Peters et al. [14] reported that the most evident response of the fetal bladder to congenital bladder obstruction is that of an increase in smooth muscle mass in which there is both an increase in smooth muscle cell volume and an increase in the Myosin content in each muscle cell. Capolicchio et al. [15] reported that collagen gene transcription is rapidly responsive to stretch injury of the developing bladder. Their model is an infant rat bladder and not a fetal bladder but at it does, at least, demonstrate the spectrum of changes and the mechanism by which these changes result in changes in the extracellular matrix collagen gene expression in the obstructed bladder which, we suggest, progresses to fibrotic decompensation. We reported previously that the shunted bladder at term had severe fibrosis extending from the sub-mucosal layer into the intramuscular region and we have expressed our opinion that this result has important implications for the voiding problems reported in human children after fetal intervention for PUV [4]. Our results, from this study, demonstrate that 3 weeks after creating a bladder outlet obstruction, biopsies of the bladder wall demonstrated positive Col Fe stain in the sub-mucosal layer. Our view is that this is related to the stretch injury that increases hyaluronic acid and that this may be facilitating new collagen assembly, thus generating the fibrosis that is such a prominent feature in these bladders at term.
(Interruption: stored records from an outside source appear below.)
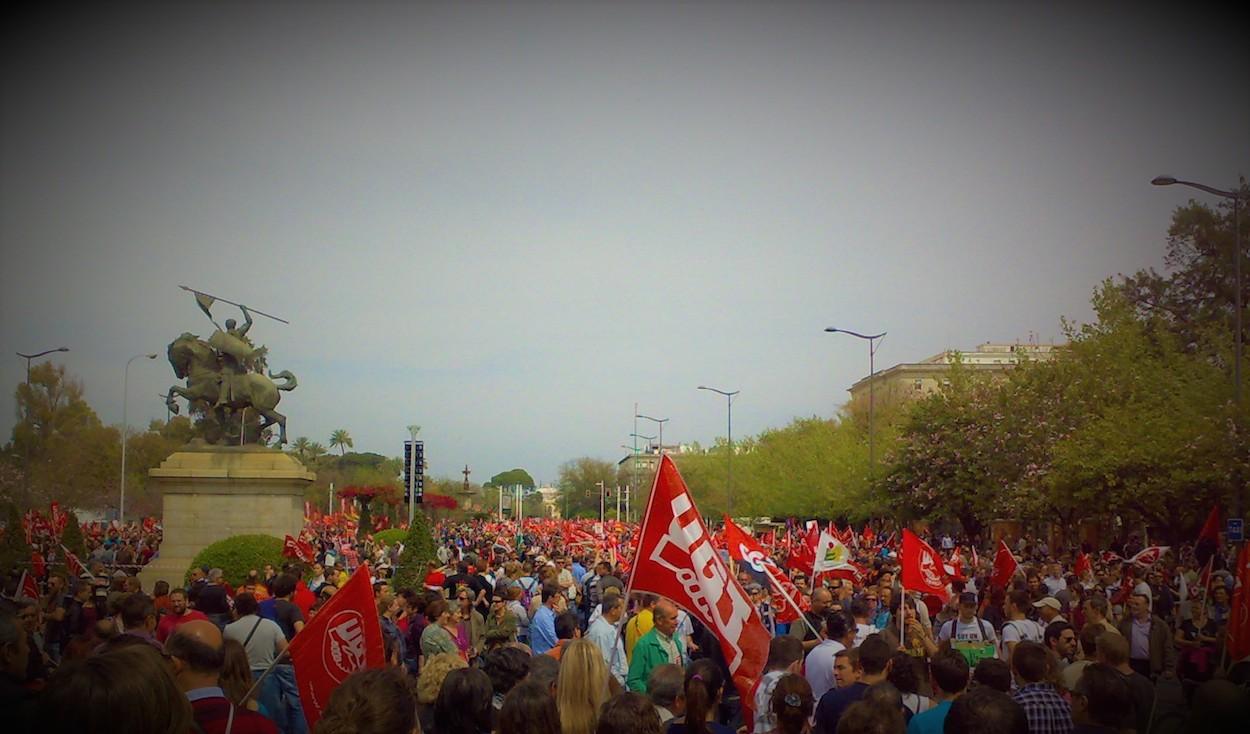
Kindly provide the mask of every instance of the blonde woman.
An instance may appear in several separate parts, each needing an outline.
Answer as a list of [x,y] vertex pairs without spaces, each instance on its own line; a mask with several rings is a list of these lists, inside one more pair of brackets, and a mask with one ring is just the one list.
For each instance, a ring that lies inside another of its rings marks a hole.
[[453,670],[468,667],[464,658],[456,653],[444,652],[425,659],[421,674],[417,676],[417,719],[421,731],[434,731],[434,703],[443,688],[443,679]]
[[599,647],[577,639],[564,648],[556,678],[560,734],[594,734],[599,709],[609,698],[608,666]]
Granulation tissue fibroblasts (myofibroblasts) develop several ultrastructural and biochemical features of smooth muscle cells, including the presence of microfilament bundles and the expression of α-SMA [16]. Our bladder biopsies also demonstrated positive α-SMA in the submucosal layer 3 weeks after the onset of obstruction. Comparison with term (145 days) bladder wall biopsies stained with Masson’s trichrome reveal that in the fetal bladder biopsy samples (81 days) there was less fibrosis in the fetal bladder but the positive Col Fe and α-SMA staining demonstrated that the fetal bladder could be expected to have significant bladder dysfunction after birth. This suggests that even earlier shunting may be required to preserve bladder function after placing fetal shunts in bladder outlet obstruction. Our goal is to not just preserve renal function but also preserve bladder function for obstructive uropathy patients.

We conclude that fetal shunt operations after obstructive uropathy 3 weeks after obstruction fail to preserve normal bladder histology. Shunted bladders had increased activated myofibroblasts (α-SMA positive) and these produce high hyaluronic acid synthesis in the extracellular matrix (positive Col Fe) in the submucosal and muscle layers of the bladder.